In memory of Private Eric Victor Pollard

No. 636425, 50th Battalion Canadian Infantry, Alberta regiment, who died on 19th November 1916 aged 19.

Victor has no known grave and is remembered at the Vimy Memorial.

Victor was born Badingham in 16th November 1897, son of Alice Pollard.

He died during the Battle of the Somme during the Battle of the Ancre.

Before the war he had been a ‘Stock Boy on Farm’, but had subsequently emigrated to Canada.

Personal details

Victors’ mother was Alice E Pollard [B. Swinton, Yorkshire in 1877]. His father’s identity is unknown.  Alice’s parents were Alphonso and Emma Pollard from Brundish and Cratfield respectively, though they were resident in Hasketon for the 1911 Census when Victor was living with them, aged 13.   Alphonso was a Farm Bailiff who seems to have spent most of his life in Suffolk, but also lived in Swinton, Yorkshire when Alice was born. According to the 1891 Census it appears that Alice, now aged 14, is back in Swinton, working as a servant at 79 Fitzwilliam Street.

Victor appears to have had an unsettled childhood, living as a 3 year old boarder in Stradbroke with Thomas and Emma Cracknell in 1901, or his grandparents in 1911 aged 13.  At the same time his mother Alice is recorded working as a housekeeper in Islington in 1901 and in Hampstead in 1911.  Victor emigrated to Canada in 1913, departing from Liverpool on 6th December 1913 on the ‘Victorian’.

Further investigation revealed that another of his aunts, Nellie May Pollard, had married Arthur Peck in Jan quarter 1909, and the family emigrated to Canada in March 1913. Perhaps Eric decided to join them in the hope of greater opportunities. His aunt Nellie was listed as his next of kin on his Canadian attestation papers.  He joined up on 20th January 1916. Later his service record states his mother as Alice, a resident of Manor Farm, Hasketon.

He was a nephew of Alfred Percy Pollard (his mother Alice was one of Alfred’s sisters.)

War service.

Victor signed up for the Canadian Overseas Expeditionary Force on 20th January 1916, initially joining the 80th battalion, but later moved to the 50th Battalion.  

He arrived in England on the SS Baltic on 29th May 1916 and proceeded to France on 10th August 1916. 

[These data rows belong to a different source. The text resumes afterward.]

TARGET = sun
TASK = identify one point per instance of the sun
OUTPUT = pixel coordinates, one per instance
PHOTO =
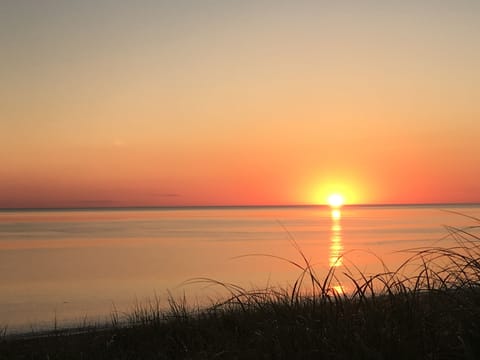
(335, 200)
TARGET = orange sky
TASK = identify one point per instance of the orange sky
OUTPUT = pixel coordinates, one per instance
(235, 103)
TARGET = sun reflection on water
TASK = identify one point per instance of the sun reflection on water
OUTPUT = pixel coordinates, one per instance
(336, 246)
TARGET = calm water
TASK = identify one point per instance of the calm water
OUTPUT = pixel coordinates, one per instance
(75, 264)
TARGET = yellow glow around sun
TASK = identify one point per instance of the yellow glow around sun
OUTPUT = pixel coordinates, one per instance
(335, 200)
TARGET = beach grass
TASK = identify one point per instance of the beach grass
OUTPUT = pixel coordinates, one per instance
(426, 308)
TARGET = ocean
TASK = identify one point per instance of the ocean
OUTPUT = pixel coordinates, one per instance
(70, 267)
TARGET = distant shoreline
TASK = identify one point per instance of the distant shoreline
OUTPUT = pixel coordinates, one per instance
(233, 207)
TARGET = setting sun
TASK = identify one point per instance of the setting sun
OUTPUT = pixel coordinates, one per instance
(335, 200)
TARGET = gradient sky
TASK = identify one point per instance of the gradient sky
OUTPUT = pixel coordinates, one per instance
(188, 102)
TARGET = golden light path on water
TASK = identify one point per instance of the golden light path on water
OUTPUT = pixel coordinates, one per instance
(336, 246)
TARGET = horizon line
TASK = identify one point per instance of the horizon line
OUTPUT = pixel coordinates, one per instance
(186, 207)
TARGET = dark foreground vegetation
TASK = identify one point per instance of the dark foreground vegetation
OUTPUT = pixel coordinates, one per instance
(432, 314)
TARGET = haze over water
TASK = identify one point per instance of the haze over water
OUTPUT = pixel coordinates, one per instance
(76, 264)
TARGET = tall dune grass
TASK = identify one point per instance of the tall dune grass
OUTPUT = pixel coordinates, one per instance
(426, 308)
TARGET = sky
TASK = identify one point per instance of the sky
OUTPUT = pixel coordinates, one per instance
(222, 102)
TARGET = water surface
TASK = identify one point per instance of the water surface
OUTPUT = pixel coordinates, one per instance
(71, 265)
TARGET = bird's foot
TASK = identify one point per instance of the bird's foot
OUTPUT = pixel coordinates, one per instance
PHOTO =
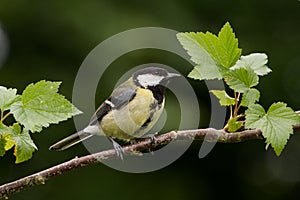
(153, 137)
(119, 150)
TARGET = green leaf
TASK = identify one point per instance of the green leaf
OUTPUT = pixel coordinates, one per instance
(202, 72)
(212, 54)
(24, 146)
(2, 145)
(206, 67)
(228, 52)
(242, 79)
(40, 105)
(276, 125)
(7, 97)
(5, 133)
(234, 125)
(251, 96)
(256, 61)
(224, 98)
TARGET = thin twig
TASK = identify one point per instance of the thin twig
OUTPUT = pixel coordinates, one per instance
(209, 134)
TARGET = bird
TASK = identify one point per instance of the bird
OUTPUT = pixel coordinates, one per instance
(130, 112)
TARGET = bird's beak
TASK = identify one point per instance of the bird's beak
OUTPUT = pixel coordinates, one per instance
(172, 75)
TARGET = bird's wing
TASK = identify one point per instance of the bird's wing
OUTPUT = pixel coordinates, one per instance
(113, 102)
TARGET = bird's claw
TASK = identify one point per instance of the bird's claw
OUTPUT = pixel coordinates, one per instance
(119, 150)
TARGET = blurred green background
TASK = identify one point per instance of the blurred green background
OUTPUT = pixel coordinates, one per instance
(50, 39)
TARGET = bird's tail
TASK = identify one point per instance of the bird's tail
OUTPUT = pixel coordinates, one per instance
(70, 141)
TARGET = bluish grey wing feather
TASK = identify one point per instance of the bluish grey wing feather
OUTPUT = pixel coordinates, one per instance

The 50th Battalion formed part of the 4th Canadian Division which fought at the Battle of the Ancre, one of the final engagements of the wider Battle of the Somme. They attacked the German trenches just south of Grandcourt and initially found little German resistance, but later took losses from flanking fire and were forced to partially retreat.  Victor was reported as missing on the following day, and assumed to have died   during this action.   The Canadian Army circumstances of Death Register reports this occurred in trenches north east of Courcelette.